Sub‐annual spatiotemporal dynamics of sediment and organic matter storage in beaver ponds

High, often nutrient-enriched, sediment loads in highly modified agricultural landscapes cause great ecological damage to receiving surface waters and expense in water resource management.

With their unique dam-building behaviour, the return of beavers (Castoridae) to their former ranges provides channel restoration and eroded sediment trapping potential. However, rates of sedimentation in beaver wetlands vary widely between studies. Further, as rates have generally been determined by averaging multi-year deposit thickness, finer temporal scale sedimentation dynamics and causal relationships are poorly understood.
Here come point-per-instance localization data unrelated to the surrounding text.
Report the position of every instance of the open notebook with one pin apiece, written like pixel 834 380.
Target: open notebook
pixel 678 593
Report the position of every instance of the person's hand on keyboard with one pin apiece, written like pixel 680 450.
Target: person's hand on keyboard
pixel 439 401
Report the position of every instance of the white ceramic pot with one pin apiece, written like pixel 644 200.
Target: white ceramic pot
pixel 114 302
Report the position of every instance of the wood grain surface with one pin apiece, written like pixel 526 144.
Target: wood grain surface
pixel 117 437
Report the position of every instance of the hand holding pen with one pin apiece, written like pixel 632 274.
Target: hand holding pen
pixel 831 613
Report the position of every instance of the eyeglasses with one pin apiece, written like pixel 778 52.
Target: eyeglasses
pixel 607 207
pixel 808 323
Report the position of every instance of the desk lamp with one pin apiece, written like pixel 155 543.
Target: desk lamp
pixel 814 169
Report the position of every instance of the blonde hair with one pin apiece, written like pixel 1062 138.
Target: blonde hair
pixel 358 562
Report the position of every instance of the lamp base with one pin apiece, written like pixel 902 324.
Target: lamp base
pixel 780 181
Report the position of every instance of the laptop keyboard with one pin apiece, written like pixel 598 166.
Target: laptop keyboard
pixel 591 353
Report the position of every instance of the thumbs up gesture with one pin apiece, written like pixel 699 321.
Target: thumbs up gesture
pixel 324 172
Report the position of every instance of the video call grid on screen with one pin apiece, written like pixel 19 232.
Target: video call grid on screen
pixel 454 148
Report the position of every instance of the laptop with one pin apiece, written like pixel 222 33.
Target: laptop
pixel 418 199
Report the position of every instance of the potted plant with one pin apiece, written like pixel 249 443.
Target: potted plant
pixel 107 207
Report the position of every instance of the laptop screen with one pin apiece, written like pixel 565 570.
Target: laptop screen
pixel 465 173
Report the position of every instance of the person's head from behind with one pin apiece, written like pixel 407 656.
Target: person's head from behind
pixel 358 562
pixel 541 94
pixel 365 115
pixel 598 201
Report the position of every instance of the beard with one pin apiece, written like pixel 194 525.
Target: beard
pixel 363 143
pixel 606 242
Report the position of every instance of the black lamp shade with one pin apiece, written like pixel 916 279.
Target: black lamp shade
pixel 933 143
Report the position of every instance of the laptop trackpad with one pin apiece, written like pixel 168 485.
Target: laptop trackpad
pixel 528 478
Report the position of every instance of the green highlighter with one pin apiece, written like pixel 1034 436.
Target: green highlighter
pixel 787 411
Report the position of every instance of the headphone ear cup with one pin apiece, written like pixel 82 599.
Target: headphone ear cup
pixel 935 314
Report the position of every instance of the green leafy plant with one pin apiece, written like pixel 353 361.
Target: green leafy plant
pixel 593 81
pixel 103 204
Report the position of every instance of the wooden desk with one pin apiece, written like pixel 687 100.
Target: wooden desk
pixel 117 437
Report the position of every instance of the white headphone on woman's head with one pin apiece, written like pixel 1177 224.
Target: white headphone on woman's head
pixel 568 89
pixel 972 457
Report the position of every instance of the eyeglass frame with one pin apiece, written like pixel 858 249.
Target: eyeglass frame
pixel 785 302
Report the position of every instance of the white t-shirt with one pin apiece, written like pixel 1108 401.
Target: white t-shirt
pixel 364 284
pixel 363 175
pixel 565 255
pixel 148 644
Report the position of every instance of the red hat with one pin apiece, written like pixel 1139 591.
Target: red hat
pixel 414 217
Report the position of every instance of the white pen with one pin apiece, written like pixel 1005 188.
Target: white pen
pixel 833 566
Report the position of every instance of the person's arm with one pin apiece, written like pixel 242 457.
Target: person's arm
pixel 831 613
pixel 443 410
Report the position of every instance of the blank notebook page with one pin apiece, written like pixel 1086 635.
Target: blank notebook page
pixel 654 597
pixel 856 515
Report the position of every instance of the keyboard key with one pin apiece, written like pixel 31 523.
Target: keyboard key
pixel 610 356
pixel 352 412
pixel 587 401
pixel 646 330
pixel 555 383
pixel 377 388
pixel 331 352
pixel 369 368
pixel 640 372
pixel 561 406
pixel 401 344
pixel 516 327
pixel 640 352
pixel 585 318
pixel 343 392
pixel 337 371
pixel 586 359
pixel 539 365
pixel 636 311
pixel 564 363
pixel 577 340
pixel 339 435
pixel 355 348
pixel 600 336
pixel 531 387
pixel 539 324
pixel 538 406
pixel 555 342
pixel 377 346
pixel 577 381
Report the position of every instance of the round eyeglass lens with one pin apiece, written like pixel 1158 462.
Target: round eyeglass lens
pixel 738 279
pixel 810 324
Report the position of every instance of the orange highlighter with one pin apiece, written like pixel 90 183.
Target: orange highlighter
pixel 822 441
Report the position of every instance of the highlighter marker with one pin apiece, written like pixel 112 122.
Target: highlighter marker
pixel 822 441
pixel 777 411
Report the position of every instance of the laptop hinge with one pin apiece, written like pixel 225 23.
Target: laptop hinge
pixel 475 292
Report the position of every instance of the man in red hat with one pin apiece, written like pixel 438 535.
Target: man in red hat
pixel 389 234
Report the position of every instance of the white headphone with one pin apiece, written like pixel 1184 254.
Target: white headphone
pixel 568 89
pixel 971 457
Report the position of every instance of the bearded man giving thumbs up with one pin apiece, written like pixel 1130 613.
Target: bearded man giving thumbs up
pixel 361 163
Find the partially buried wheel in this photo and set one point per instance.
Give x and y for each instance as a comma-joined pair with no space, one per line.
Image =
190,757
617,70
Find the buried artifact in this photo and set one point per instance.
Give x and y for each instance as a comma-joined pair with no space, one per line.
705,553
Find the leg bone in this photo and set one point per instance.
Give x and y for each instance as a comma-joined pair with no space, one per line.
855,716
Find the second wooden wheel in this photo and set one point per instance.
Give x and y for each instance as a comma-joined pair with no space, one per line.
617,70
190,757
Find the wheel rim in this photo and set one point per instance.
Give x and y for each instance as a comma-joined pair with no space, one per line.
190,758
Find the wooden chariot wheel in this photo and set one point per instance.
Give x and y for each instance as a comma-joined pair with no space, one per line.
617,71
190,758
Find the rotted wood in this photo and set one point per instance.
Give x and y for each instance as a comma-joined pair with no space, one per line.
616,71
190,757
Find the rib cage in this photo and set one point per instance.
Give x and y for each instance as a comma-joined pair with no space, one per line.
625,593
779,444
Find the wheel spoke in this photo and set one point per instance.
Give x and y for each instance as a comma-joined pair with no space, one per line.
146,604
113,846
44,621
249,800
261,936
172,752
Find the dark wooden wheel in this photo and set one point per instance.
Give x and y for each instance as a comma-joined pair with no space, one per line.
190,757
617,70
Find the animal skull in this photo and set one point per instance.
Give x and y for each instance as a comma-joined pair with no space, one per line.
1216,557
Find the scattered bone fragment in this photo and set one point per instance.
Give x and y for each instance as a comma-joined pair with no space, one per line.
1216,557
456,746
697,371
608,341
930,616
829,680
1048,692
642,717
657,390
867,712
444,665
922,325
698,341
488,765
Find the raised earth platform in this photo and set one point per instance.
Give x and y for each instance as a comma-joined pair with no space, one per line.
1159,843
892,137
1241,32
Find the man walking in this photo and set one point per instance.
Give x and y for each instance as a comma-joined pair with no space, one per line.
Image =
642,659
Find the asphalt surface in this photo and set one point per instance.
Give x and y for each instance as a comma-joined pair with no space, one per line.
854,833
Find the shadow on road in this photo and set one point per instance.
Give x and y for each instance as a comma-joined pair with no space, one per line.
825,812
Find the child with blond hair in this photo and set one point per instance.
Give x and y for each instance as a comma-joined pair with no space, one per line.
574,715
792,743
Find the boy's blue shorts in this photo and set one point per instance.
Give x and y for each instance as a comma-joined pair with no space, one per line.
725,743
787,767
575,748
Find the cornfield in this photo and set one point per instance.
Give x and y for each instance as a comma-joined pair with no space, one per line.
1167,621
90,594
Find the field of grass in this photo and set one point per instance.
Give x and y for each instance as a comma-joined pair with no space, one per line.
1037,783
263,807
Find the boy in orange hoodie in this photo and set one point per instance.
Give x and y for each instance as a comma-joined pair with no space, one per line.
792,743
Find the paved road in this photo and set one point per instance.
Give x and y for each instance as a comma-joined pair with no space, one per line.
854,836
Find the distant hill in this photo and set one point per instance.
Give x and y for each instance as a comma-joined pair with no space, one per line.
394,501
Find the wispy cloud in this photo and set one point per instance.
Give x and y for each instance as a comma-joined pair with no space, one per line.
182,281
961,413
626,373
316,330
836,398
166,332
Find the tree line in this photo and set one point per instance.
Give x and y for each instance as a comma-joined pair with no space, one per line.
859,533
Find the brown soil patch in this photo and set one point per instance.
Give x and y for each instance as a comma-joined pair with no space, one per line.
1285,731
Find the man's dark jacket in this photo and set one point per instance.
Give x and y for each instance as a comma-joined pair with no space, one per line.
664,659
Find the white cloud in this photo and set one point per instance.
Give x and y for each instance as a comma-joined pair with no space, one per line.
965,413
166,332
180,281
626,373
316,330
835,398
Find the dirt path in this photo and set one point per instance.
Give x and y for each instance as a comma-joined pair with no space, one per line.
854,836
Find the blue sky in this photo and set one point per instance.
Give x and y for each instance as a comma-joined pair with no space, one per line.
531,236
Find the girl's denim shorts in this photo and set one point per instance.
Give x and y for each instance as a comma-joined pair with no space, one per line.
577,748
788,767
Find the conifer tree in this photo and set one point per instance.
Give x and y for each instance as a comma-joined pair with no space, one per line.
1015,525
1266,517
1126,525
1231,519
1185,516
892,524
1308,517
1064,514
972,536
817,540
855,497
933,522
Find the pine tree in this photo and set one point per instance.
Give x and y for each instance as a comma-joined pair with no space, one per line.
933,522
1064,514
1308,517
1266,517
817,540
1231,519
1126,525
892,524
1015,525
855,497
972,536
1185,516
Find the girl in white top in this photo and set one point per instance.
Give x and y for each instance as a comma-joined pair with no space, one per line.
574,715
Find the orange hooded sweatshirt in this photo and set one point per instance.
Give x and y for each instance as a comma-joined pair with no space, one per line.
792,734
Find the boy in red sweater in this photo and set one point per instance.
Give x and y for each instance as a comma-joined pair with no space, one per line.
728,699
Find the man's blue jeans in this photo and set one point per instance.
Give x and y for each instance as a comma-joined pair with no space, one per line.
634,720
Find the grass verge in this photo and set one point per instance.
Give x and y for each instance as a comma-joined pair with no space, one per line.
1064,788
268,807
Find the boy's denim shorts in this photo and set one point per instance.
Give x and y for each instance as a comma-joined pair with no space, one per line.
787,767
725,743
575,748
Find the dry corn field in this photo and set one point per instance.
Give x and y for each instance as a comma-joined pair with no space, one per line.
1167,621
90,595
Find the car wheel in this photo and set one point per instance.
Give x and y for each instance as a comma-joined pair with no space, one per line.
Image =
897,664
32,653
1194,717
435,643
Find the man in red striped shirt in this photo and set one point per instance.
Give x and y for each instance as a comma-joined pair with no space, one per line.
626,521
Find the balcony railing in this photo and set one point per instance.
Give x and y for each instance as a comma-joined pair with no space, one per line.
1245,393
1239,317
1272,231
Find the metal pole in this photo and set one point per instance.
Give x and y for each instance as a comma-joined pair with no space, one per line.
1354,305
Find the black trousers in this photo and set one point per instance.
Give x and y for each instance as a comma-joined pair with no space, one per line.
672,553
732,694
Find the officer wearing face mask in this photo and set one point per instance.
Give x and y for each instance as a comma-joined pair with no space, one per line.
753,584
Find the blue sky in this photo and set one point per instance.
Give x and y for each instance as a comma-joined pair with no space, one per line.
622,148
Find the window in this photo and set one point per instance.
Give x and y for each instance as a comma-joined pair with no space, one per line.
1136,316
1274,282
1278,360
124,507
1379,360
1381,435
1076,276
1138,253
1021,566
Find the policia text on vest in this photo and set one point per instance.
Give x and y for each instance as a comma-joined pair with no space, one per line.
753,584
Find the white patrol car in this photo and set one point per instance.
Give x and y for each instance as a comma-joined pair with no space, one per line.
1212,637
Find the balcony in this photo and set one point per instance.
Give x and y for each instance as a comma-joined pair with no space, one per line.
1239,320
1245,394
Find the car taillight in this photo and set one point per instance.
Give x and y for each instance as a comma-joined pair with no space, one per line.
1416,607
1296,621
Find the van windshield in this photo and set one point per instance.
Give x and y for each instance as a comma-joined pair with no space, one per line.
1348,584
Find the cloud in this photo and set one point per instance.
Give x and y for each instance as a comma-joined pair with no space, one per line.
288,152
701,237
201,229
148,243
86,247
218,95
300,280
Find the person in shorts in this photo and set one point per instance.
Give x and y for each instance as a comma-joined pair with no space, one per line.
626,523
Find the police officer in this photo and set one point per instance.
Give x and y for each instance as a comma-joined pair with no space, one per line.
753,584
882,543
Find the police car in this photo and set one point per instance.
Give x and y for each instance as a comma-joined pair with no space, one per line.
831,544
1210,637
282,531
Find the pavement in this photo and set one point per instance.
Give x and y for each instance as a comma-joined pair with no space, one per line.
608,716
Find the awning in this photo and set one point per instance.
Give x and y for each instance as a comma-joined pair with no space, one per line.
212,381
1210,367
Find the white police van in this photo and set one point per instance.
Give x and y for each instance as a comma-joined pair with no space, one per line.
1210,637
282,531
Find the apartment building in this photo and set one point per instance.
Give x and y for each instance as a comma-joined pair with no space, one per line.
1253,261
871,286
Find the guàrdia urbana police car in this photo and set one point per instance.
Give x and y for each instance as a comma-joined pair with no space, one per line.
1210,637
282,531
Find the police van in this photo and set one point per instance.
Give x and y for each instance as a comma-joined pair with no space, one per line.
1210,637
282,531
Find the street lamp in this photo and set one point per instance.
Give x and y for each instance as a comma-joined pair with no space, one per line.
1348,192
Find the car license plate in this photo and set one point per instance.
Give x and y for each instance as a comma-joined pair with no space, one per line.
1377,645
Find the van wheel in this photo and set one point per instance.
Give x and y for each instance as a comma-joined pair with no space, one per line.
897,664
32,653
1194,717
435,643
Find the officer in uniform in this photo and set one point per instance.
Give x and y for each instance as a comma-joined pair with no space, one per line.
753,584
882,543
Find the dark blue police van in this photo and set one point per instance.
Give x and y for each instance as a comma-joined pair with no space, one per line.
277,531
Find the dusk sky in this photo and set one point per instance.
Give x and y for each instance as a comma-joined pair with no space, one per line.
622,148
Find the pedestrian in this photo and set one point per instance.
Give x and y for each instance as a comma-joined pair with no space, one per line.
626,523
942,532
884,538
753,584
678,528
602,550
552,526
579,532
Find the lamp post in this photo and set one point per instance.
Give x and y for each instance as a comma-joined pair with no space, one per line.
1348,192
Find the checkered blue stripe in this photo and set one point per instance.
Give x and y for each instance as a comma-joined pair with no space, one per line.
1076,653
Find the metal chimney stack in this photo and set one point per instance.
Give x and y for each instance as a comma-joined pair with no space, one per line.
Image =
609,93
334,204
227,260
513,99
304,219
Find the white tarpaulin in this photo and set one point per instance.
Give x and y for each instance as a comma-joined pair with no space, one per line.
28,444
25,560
We build upon a previous proof-of-concept study using sonar to monitor changes in the thickness of sediment and organic matter deposits in beaver ponds, over distances of metres and timescales of months. These spatial and temporal resolutions are finer than those previously published for active beaver ponds.

Of the five study ponds in three separate enclosed beaver cascades in south-west England, three showed net sediment accretion and two ponds showed net erosion during the study. Total Carbon and Total Nitrogen content were higher than similar non-beaver ponds. All ponds showed spatial (≤5 m) and temporal (within 2–4 months) variation in accretion and erosion rates.

The position of ponds in the beaver dam cascades, and the maximum antecedent rainfall accounted for 76% of the variation in average daily elevation change. All ponds showed net accretion between surveys with rainfall intensity <12 mm hr−1. Above this intensity, first ponds in the cascades increasingly showed net erosion, whereas second ponds showed negligible change, and the third pond in a sequence showed increasing accretion.

The results help explain the impacts and dynamics of sediment and associated carbon and nutrient storage in beaver wetlands. Future research can build on these findings over a wider range of non-enclosed, wild beaver cascades to test hypotheses around beaver wetlands' potential to mitigate sediment and nutrient transport, particularly in intensively managed catchments.